Primary tumor volume has closer relationship with survival rates of patients with NPC. Calculation of primary tumor volume may be further considered to improve the current staging system.
阐明鼻咽癌(NPC)患者接受放疗或同步放化疗时,原发肿瘤体积(PTV)对治疗结果的影响。美国癌症联合委员会(AJCC)制定的TNM分期系统被广泛应用和接受,但其对鼻咽癌预后的预测面临诸多挑战。据报道,原发肿瘤体积与头颈癌的预后密切相关。我们可以用PTV来预测鼻咽癌的预后。

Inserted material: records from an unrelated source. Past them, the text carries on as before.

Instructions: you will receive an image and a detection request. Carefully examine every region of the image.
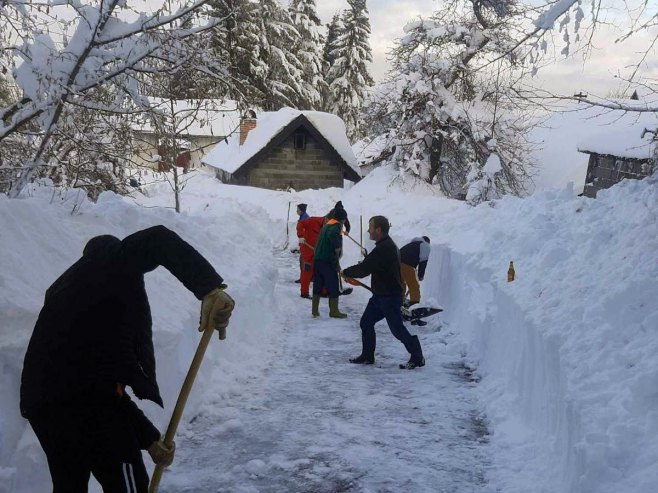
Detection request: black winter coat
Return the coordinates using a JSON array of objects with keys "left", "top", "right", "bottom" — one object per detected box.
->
[
  {"left": 343, "top": 236, "right": 403, "bottom": 296},
  {"left": 21, "top": 226, "right": 222, "bottom": 418}
]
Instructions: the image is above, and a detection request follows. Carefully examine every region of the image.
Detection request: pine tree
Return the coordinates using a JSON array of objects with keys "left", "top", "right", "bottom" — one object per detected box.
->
[
  {"left": 326, "top": 0, "right": 374, "bottom": 141},
  {"left": 289, "top": 0, "right": 325, "bottom": 109},
  {"left": 209, "top": 0, "right": 264, "bottom": 106},
  {"left": 255, "top": 0, "right": 306, "bottom": 111},
  {"left": 322, "top": 12, "right": 343, "bottom": 105}
]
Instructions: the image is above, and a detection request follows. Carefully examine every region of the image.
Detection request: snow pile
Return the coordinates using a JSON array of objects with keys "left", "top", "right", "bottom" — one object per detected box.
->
[
  {"left": 424, "top": 177, "right": 658, "bottom": 493},
  {"left": 530, "top": 100, "right": 658, "bottom": 193},
  {"left": 0, "top": 167, "right": 658, "bottom": 493},
  {"left": 0, "top": 181, "right": 284, "bottom": 493}
]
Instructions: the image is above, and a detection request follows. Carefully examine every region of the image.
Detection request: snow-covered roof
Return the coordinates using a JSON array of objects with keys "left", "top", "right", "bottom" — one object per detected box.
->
[
  {"left": 132, "top": 97, "right": 240, "bottom": 137},
  {"left": 578, "top": 121, "right": 658, "bottom": 159},
  {"left": 352, "top": 135, "right": 388, "bottom": 166},
  {"left": 202, "top": 108, "right": 361, "bottom": 176}
]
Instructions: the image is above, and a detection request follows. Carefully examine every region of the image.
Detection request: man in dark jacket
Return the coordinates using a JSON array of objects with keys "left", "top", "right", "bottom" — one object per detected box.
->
[
  {"left": 20, "top": 226, "right": 235, "bottom": 493},
  {"left": 327, "top": 200, "right": 351, "bottom": 234},
  {"left": 341, "top": 216, "right": 425, "bottom": 370},
  {"left": 400, "top": 236, "right": 430, "bottom": 306}
]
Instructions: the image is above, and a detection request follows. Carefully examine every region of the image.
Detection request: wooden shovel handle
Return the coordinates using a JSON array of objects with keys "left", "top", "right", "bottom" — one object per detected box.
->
[{"left": 149, "top": 323, "right": 218, "bottom": 493}]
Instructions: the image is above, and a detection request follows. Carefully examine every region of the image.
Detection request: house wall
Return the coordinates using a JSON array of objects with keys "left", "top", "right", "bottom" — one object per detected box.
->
[
  {"left": 241, "top": 132, "right": 343, "bottom": 190},
  {"left": 583, "top": 154, "right": 651, "bottom": 197}
]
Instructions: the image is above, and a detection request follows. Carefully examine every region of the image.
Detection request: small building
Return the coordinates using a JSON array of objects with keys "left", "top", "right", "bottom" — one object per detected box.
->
[
  {"left": 578, "top": 121, "right": 658, "bottom": 197},
  {"left": 202, "top": 108, "right": 361, "bottom": 190},
  {"left": 130, "top": 97, "right": 240, "bottom": 171}
]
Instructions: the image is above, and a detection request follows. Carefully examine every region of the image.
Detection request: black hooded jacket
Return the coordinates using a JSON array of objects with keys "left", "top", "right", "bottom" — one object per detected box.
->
[{"left": 21, "top": 226, "right": 222, "bottom": 418}]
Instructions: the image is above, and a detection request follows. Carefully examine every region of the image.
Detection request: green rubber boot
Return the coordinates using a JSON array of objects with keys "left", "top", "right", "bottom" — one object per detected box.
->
[
  {"left": 311, "top": 295, "right": 320, "bottom": 318},
  {"left": 329, "top": 298, "right": 347, "bottom": 318}
]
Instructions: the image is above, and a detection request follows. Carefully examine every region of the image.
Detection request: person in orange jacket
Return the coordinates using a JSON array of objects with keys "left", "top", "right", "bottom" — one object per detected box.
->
[{"left": 297, "top": 216, "right": 326, "bottom": 299}]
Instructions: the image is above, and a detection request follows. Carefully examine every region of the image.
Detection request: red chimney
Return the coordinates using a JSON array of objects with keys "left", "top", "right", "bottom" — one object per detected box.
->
[{"left": 240, "top": 110, "right": 256, "bottom": 145}]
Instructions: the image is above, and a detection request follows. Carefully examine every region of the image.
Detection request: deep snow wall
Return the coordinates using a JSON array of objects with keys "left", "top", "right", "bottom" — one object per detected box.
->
[
  {"left": 0, "top": 186, "right": 284, "bottom": 493},
  {"left": 421, "top": 176, "right": 658, "bottom": 493},
  {"left": 428, "top": 246, "right": 582, "bottom": 493}
]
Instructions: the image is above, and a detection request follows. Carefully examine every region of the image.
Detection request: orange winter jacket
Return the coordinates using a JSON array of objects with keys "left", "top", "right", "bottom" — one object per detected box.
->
[{"left": 297, "top": 216, "right": 325, "bottom": 262}]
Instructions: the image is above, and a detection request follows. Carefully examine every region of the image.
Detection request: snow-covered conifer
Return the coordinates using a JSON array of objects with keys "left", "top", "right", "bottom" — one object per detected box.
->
[
  {"left": 289, "top": 0, "right": 325, "bottom": 110},
  {"left": 367, "top": 1, "right": 531, "bottom": 203},
  {"left": 253, "top": 0, "right": 306, "bottom": 110},
  {"left": 325, "top": 0, "right": 374, "bottom": 141}
]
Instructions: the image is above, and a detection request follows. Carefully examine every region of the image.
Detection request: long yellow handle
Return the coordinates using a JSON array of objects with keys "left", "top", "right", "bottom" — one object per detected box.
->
[{"left": 149, "top": 323, "right": 215, "bottom": 493}]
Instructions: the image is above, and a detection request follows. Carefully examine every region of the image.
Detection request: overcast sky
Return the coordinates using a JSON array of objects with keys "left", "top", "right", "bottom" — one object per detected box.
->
[{"left": 316, "top": 0, "right": 658, "bottom": 96}]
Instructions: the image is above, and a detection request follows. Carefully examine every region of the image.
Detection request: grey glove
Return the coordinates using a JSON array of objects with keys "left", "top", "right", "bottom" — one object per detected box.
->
[
  {"left": 199, "top": 285, "right": 235, "bottom": 339},
  {"left": 146, "top": 440, "right": 176, "bottom": 467}
]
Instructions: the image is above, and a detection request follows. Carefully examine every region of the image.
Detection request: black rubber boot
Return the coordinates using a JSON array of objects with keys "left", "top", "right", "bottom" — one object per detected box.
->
[
  {"left": 329, "top": 298, "right": 347, "bottom": 318},
  {"left": 311, "top": 295, "right": 320, "bottom": 318}
]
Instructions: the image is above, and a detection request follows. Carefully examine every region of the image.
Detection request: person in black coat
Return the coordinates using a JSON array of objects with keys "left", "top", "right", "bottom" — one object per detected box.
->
[
  {"left": 400, "top": 236, "right": 430, "bottom": 306},
  {"left": 341, "top": 216, "right": 425, "bottom": 370},
  {"left": 327, "top": 200, "right": 351, "bottom": 234},
  {"left": 20, "top": 226, "right": 235, "bottom": 493}
]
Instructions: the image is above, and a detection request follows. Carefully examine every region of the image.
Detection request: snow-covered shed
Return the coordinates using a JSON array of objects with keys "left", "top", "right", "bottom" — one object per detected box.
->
[
  {"left": 578, "top": 118, "right": 658, "bottom": 197},
  {"left": 131, "top": 97, "right": 240, "bottom": 171},
  {"left": 202, "top": 108, "right": 361, "bottom": 190}
]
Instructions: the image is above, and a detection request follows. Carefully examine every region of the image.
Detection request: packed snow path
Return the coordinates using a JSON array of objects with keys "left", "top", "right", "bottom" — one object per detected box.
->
[{"left": 160, "top": 252, "right": 487, "bottom": 493}]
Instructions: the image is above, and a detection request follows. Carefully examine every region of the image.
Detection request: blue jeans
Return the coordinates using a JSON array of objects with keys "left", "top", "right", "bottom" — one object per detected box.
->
[
  {"left": 313, "top": 260, "right": 339, "bottom": 298},
  {"left": 360, "top": 294, "right": 423, "bottom": 359}
]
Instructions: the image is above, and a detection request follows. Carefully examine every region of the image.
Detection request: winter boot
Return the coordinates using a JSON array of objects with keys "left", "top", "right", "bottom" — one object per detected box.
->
[
  {"left": 311, "top": 294, "right": 320, "bottom": 318},
  {"left": 400, "top": 356, "right": 425, "bottom": 370},
  {"left": 350, "top": 354, "right": 375, "bottom": 365},
  {"left": 329, "top": 298, "right": 347, "bottom": 318}
]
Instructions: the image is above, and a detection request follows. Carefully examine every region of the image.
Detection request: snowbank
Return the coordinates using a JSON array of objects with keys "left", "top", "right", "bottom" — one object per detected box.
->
[
  {"left": 424, "top": 177, "right": 658, "bottom": 493},
  {"left": 0, "top": 168, "right": 658, "bottom": 493},
  {"left": 0, "top": 182, "right": 284, "bottom": 493}
]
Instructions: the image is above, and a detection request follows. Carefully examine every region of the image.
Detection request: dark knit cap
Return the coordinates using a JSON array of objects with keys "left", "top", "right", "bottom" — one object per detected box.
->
[{"left": 334, "top": 207, "right": 347, "bottom": 221}]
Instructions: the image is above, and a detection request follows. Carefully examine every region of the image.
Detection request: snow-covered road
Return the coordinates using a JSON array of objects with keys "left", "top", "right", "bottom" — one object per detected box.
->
[{"left": 160, "top": 252, "right": 488, "bottom": 493}]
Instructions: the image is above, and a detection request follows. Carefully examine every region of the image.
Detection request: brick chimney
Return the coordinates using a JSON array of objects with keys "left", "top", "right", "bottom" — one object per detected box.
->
[{"left": 240, "top": 110, "right": 256, "bottom": 145}]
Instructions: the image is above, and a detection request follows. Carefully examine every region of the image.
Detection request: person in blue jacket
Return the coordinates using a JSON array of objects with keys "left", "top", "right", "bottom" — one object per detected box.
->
[{"left": 341, "top": 216, "right": 425, "bottom": 370}]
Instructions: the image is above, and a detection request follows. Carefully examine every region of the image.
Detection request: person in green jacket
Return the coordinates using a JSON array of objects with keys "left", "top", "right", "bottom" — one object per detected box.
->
[
  {"left": 341, "top": 216, "right": 425, "bottom": 370},
  {"left": 311, "top": 209, "right": 347, "bottom": 318}
]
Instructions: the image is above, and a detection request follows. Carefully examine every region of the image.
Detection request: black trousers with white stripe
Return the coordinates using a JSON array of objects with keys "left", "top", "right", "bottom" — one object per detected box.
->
[{"left": 29, "top": 402, "right": 149, "bottom": 493}]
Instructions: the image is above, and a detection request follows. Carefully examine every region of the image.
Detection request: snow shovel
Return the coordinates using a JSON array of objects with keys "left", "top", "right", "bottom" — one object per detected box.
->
[
  {"left": 343, "top": 233, "right": 368, "bottom": 257},
  {"left": 148, "top": 323, "right": 219, "bottom": 493},
  {"left": 283, "top": 201, "right": 290, "bottom": 251},
  {"left": 338, "top": 272, "right": 354, "bottom": 295},
  {"left": 345, "top": 277, "right": 372, "bottom": 292}
]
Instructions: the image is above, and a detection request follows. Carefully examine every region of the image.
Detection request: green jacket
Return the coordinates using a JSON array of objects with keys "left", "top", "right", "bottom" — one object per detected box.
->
[
  {"left": 313, "top": 219, "right": 343, "bottom": 264},
  {"left": 343, "top": 236, "right": 403, "bottom": 296}
]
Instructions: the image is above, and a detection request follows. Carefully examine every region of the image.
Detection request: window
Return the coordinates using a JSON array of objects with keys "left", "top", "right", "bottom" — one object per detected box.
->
[{"left": 294, "top": 133, "right": 306, "bottom": 149}]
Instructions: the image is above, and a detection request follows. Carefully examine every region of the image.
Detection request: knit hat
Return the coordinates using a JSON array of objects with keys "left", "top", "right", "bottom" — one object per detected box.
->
[{"left": 334, "top": 207, "right": 347, "bottom": 221}]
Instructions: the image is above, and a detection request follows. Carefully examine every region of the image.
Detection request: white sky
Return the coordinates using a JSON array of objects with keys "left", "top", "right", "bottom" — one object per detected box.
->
[{"left": 317, "top": 0, "right": 658, "bottom": 96}]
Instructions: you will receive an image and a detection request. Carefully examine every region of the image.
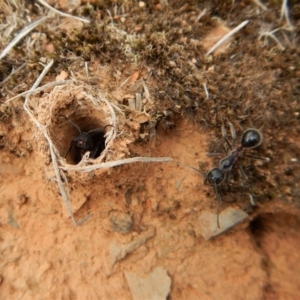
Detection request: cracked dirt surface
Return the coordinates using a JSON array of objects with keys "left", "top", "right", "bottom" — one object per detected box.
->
[{"left": 0, "top": 1, "right": 300, "bottom": 300}]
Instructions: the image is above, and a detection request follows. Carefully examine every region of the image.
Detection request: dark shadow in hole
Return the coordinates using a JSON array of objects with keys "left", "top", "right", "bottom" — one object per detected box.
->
[
  {"left": 66, "top": 132, "right": 105, "bottom": 164},
  {"left": 63, "top": 118, "right": 105, "bottom": 164}
]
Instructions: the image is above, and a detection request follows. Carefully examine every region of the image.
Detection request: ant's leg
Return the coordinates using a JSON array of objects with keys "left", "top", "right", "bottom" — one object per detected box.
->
[
  {"left": 235, "top": 161, "right": 249, "bottom": 181},
  {"left": 65, "top": 140, "right": 74, "bottom": 158},
  {"left": 184, "top": 165, "right": 207, "bottom": 180},
  {"left": 206, "top": 152, "right": 224, "bottom": 156},
  {"left": 221, "top": 122, "right": 232, "bottom": 150},
  {"left": 247, "top": 193, "right": 256, "bottom": 206},
  {"left": 244, "top": 154, "right": 270, "bottom": 161},
  {"left": 214, "top": 183, "right": 222, "bottom": 228},
  {"left": 228, "top": 122, "right": 236, "bottom": 148}
]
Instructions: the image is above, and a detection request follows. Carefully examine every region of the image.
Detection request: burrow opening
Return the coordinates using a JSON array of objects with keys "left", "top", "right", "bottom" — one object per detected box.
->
[{"left": 49, "top": 105, "right": 111, "bottom": 165}]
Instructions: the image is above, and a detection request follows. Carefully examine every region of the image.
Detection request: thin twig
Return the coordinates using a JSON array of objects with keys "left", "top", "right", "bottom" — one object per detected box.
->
[
  {"left": 37, "top": 0, "right": 90, "bottom": 23},
  {"left": 0, "top": 16, "right": 48, "bottom": 60},
  {"left": 205, "top": 20, "right": 249, "bottom": 56},
  {"left": 60, "top": 157, "right": 173, "bottom": 172}
]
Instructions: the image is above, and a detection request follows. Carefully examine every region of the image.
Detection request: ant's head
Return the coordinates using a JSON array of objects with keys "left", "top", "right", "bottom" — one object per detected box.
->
[
  {"left": 74, "top": 132, "right": 93, "bottom": 155},
  {"left": 241, "top": 128, "right": 263, "bottom": 148},
  {"left": 204, "top": 168, "right": 225, "bottom": 185}
]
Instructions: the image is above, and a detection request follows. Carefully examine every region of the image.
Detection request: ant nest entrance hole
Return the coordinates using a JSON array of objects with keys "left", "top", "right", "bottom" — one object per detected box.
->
[{"left": 38, "top": 84, "right": 116, "bottom": 165}]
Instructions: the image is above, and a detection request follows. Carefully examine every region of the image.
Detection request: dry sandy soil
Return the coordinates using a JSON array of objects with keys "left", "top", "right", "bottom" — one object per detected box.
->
[{"left": 0, "top": 0, "right": 300, "bottom": 300}]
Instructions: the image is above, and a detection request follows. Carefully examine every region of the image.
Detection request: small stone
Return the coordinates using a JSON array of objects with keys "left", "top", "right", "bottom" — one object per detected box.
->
[
  {"left": 109, "top": 213, "right": 132, "bottom": 234},
  {"left": 125, "top": 267, "right": 172, "bottom": 300},
  {"left": 17, "top": 194, "right": 28, "bottom": 206},
  {"left": 199, "top": 207, "right": 248, "bottom": 240},
  {"left": 139, "top": 1, "right": 146, "bottom": 8}
]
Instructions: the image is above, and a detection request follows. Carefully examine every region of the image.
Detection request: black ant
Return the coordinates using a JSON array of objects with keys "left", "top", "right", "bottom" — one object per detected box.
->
[
  {"left": 61, "top": 115, "right": 112, "bottom": 162},
  {"left": 191, "top": 122, "right": 269, "bottom": 228}
]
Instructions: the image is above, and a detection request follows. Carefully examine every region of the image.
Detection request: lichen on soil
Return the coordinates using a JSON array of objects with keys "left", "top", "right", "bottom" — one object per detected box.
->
[{"left": 0, "top": 0, "right": 300, "bottom": 299}]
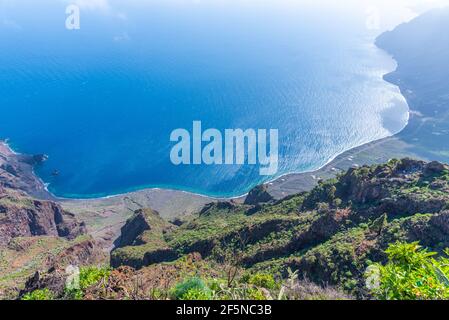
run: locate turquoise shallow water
[0,0,408,198]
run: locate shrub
[22,289,54,300]
[366,242,449,300]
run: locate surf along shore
[0,8,449,250]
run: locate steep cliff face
[0,140,53,200]
[0,187,86,245]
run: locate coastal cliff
[0,10,449,299]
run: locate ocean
[0,0,409,198]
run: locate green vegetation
[367,242,449,300]
[172,277,212,300]
[22,289,54,300]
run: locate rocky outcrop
[245,185,274,205]
[19,237,105,297]
[111,209,178,269]
[0,187,86,246]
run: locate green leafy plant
[22,289,54,300]
[172,277,212,300]
[366,242,449,300]
[247,273,278,290]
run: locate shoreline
[0,57,419,203]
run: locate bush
[172,277,212,300]
[65,267,111,300]
[22,289,54,300]
[366,242,449,300]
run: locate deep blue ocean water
[0,0,408,198]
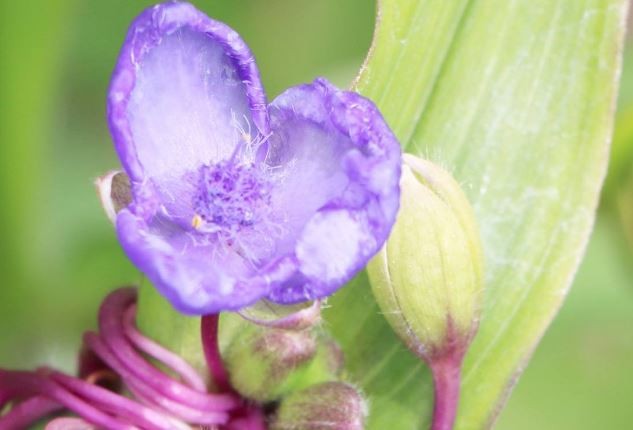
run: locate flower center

1999年至2006年,91例新诊断的接受放疗或同步放化疗的鼻咽癌患者纳入本研究。计算计算机断层扫描或磁共振成像得出的原发肿瘤体积。分析AJCC疾病分期、原发肿瘤体积与疾病特异性生存率之间的相关性。采用Cox比例风险模型进行多因素分析。
整个队列的原发肿瘤体积中位数为11.39 ml(范围1.25 - 166.58 ml)。T1期疾病的原发肿瘤体积中位数为2.69 ml,T2期为10.14 ml,T3期为15.41 ml,T4期为26.69 ml。风险比随肿瘤体积增加,20 ml至40 ml肿瘤体积的风险比为5.91(95%置信区间[95% CI] 1.13 - 26.43),肿瘤体积>40 ml的风险比为15.72(95% CI,3.82 - 61.05)。在同一Cox回归模型中纳入肿瘤体积和T分类时,仅肿瘤体积在鼻咽癌预后方面仍具有统计学意义。
原发肿瘤体积与鼻咽癌患者的生存率关系更为密切。可进一步考虑计算原发肿瘤体积以改进当前的分期系统。